Il Crea ha pubblicato il Rapporto sul contributo dei lavoratori stranieri all'agricoltura italiana, dando un quadro del numero, della distribuzione, delle mansioni e della provenienza dei salariati non italiani nel comparto agricolo.

 

I dati analizzati nel rapporto si riferiscono in particolare al 2022, anche se sono stati presi in considerazione anche aspetti più vecchi per tracciare delle considerazioni di medio periodo.

 

Così emerge che il numero dei lavoratori stranieri impiegati in agricoltura negli ultimi anni sia stato in costante crescita, con l'eccezione del periodo della pandemia, per arrivare nel 2022 a 425.962 persone.

 

Un numero che è circa il 33% di tutti i lavoratori salariati agricoli, cioè un terzo della forza lavoro assunta in agricoltura, mentre dieci anni prima questa percentuale non superava il 25%.

 

Di queste 425.962 persone, la maggior parte (circa il 59%) provengono da paesi terzi, come India, Marocco, Albania, Senegal, Pakistan, Tunisia, Nigeria, Bangladesh, Macedonia, mentre il 41% arriva dall'Unione europea, in particolare da Romania, Bulgaria e Polonia.

 

E il numero delle persone extracomunitarie tende ad aumentare, mentre quello dei lavoratori comunitari a diminuire.

 

Inoltre, tra i salariati non italiani, i più sono uomini, le donne infatti sono solo poco più del 21% di tutti i lavoratori agricoli stranieri.

 

Per quanto riguarda le zone di lavoro, la maggior parte è impiegata nel Centro Nord Italia, soprattutto nell'ortoflorovivaismo, in frutticoltura, in viticoltura e negli allevamenti.

 

In alcune parti d'Italia, come nelle provincie autonome di Trento e Bolzano, oltre il 50% dei lavoratori è straniero, mentre al Sud la percentuale maggiore di lavoratori non italiani è stata rilevata in Basilicata, dove arriva al 43% della forza lavoro salariata.

 

Dal punto di vista delle tipologie di lavoro, la maggior parte degli stranieri ha un contratto stagionale e quindi un reddito basso, il più basso rispetto ad altri comparti lavorativi nel nostro paese.

 

Tuttavia, il rapporto ha rilevato una tendenza ad un aumento dei contratti a tempo indeterminato, che potrà permettere una maggiore stabilità a questi lavoratori.

 

In generale quindi quello che viene fuori è la forte dipendenza della nostra agricoltura dai lavoratori esteri, in particolare extracomunitari, e, di contro, la sempre minor attrattività di questi impieghi sia da parte degli italiani che degli immigrati comunitari.

 

E possiamo dire che queste stime siano stime al ribasso. Il report infatti prende in esame solo i lavoratori regolari, dal momento che sono gli unici documentabili, mentre tralascia necessariamente tutto quello che è il lavoro sommerso e gli aspetti delinquenziali del caporalato, restituendo quindi dei dati che in alcune zone d'Italia possono essere piuttosto parziali.

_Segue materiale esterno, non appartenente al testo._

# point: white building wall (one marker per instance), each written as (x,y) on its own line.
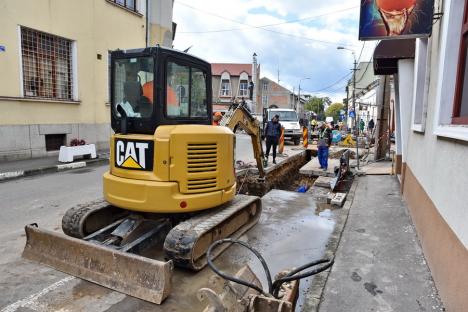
(438,157)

Al di là degli aspetti prettamente criminali, il problema del lavoro irregolare in agricoltura, come riportano i ricercatori del Crea, è legato anche alla particolarità del lavoro agricolo e alla difficoltà di reclutamento.

 

Le aziende infatti hanno bisogno di lavoratori per brevi periodi durante l'anno, che variano per periodo e durata a seconda del tipo di coltura. C'è quindi un problema di reclutamento e di gestione della forza lavoro.

 

Le difficoltà nel reclutamento tempestivo, come viene sottolineato nel rapporto, determinano il ricorso a canali non ufficiali di lavoro, sia ingaggiando direttamente i lavoratori, sia rivolgendosi a organizzazioni di lavoratori stranieri (spesso con forme giuridiche poco chiare), il tutto frequentemente aggravato dalla difficoltà di comunicazione dovuta alla lingua.

 

E, secondo i ricercatori del Crea, senza risolvere il problema del reclutamento non si può risolvere il problema della legalità del lavoro degli immigrati.